Improved Adversarial Diffusion Compression for Real-World Video Super-Resolution

While many diffusion models have achieved impressive results in real-world video super-resolution (Real-VSR) by generating rich and realistic details, their reliance on multi-step sampling leads to slow inference. One-step networks like SeedVR2, DOVE, and DLoRAL alleviate this through condensing generation into one single step, yet they remain heavy, with billions of parameters and multi-second latency.

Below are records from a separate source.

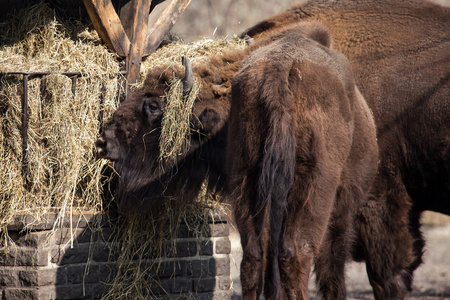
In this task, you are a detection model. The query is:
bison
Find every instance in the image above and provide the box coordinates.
[245,0,450,299]
[97,23,378,299]
[225,23,378,299]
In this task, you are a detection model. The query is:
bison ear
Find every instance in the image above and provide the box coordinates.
[142,97,163,122]
[193,108,222,136]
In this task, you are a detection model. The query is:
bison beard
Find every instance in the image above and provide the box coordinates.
[97,23,377,299]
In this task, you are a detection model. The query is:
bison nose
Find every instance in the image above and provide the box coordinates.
[95,135,106,157]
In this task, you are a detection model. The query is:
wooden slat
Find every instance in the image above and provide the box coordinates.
[83,0,129,57]
[142,0,191,56]
[127,0,152,85]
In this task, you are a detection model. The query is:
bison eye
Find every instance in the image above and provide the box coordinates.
[142,98,162,121]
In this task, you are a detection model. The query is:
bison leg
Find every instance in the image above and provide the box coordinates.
[315,187,358,299]
[234,202,264,300]
[356,179,414,299]
[265,188,333,299]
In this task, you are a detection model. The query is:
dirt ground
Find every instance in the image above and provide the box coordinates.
[230,213,450,300]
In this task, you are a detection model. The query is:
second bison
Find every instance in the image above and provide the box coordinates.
[97,23,378,299]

Recent adversarial diffusion compression (ADC) offers a promising path via pruning and distilling these models into a compact AdcSR network, but directly applying it to Real-VSR fails to balance spatial details and temporal consistency due to its lack of temporal awareness and the limitations of standard adversarial learning. To address these challenges, we propose an improved **ADC** method for Real-**VSR**. Our approach distills a large diffusion Transformer (DiT) teacher DOVE equipped with 3D spatio-temporal attentions, into a pruned 2D Stable Diffusion (SD)-based AdcSR backbone, augmented with lightweight 1D temporal convolutions, achieving significantly higher efficiency. In addition, we introduce a dual-head adversarial distillation scheme, in which discriminators in both pixel and feature domains explicitly disentangle the discrimination of details and consistency into two heads, enabling both objectives to be effectively optimized without sacrificing one for the other. Experiments demonstrate that the resulting compressed **AdcVSR** model reduces complexity by **95%** in parameters and achieves an **8$\times$** acceleration over its DiT teacher DOVE, while maintaining competitive video quality and efficiency.